There have been so many clueless conservatives making outrageous Katrina-related comments, it’s hard to know which is the worst. Was it Dennis Hastert’s claim that a lot of New Orleans should be “bulldozed“? Or maybe Linda Chavez saying that New Orleans’ problem is its population is made up of people “for whom sitting and waiting is a way of life”? Or how about Barbara Bush’s belief that things are working out “very well” for evacuees from New Orleans?
A new entrant is Rep. Tom Tancredo (R-Colo.). Now that he’s done talking about destroying Mecca, Tancredo wants to stick it to public officials in Louisiana.
Citing what he said was a “history” of public corruption in Louisiana and the “abysmal failure” of current state officials to respond to the aftermath of Hurricane Katrina, Rep. Tom Tancredo (R-Colo.) on Wednesday urged Speaker Dennis Hastert (R-Ill.) to prevent local politicians from controlling any part of the billions of federal disaster relief dollars slated for the state.

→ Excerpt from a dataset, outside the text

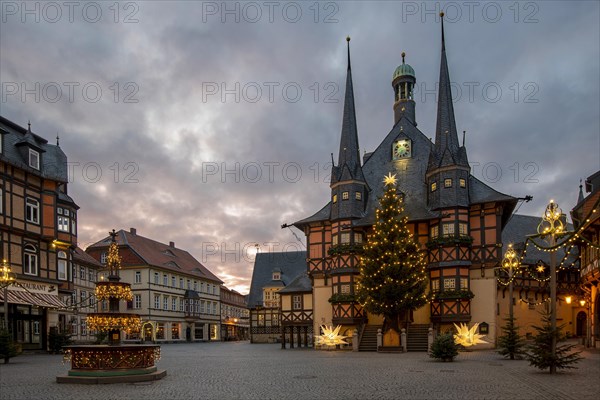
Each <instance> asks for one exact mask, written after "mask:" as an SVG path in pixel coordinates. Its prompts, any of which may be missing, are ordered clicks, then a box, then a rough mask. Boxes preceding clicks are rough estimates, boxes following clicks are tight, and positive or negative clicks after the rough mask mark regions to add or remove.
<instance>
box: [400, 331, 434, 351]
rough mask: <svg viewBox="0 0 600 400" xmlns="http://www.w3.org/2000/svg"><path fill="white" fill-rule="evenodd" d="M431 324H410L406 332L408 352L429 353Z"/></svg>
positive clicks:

“The question is not whether Congress should provide for those in need, but whether state and local officials who have been derelict in their duty should be trusted with that money. Their record during Hurricane Katrina and the long history of public corruption in Louisiana convinces me that they should not,” Tancredo wrote in a letter to Hastert, House Majority Leader Tom DeLay (R-Texas) and House and Senate appropriators.
As it happens, most of the money Congress is appropriating for Katrina relief is going to FEMA, the Department of Defense, and the Army Corps of Engineers, so it’s not as if state and local officials are poised to get much in the way of federal funds anyway. In fact, it makes Tancredo’s attack on Louisiana’s public officials gratuitous as well as offensive.

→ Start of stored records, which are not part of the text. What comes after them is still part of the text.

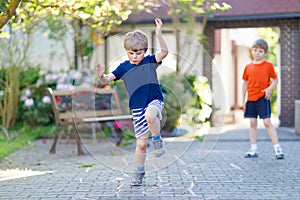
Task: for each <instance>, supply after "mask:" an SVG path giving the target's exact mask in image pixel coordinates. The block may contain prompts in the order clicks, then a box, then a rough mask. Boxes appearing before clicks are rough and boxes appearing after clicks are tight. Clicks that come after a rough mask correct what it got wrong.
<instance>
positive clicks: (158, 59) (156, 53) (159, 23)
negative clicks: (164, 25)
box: [155, 18, 168, 62]
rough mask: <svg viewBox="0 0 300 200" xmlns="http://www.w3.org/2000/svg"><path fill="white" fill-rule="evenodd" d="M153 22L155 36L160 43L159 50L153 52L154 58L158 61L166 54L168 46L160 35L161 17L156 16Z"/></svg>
mask: <svg viewBox="0 0 300 200" xmlns="http://www.w3.org/2000/svg"><path fill="white" fill-rule="evenodd" d="M155 23H156V37H157V39H158V42H159V45H160V51H159V52H157V53H156V54H155V58H156V61H157V62H160V61H162V60H163V59H164V58H165V57H166V56H167V55H168V47H167V44H166V42H165V40H164V38H163V36H162V31H161V27H162V25H163V23H162V21H161V19H159V18H156V19H155Z"/></svg>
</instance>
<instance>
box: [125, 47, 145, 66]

Needless to say, Tancredo’s letter didn’t go over well in Louisiana.
“It’s hard to imagine more reckless and irresponsible remarks coming from a public official, particularly from one sitting in an air-conditioned office thousands of miles from a scene of devastation and tragedy,” said Blanco spokeswoman Denise Bottcher, who also bemoaned the fact that she had to take her attention away from relief efforts in her state even to comment on the letter
For what it’s worth, other Republicans wanted nothing to do with Tancredo’s assault. One House GOP leadership aide dismissed Tancredo’s request saying, “Congressman Tancredo speaks for himself right now.”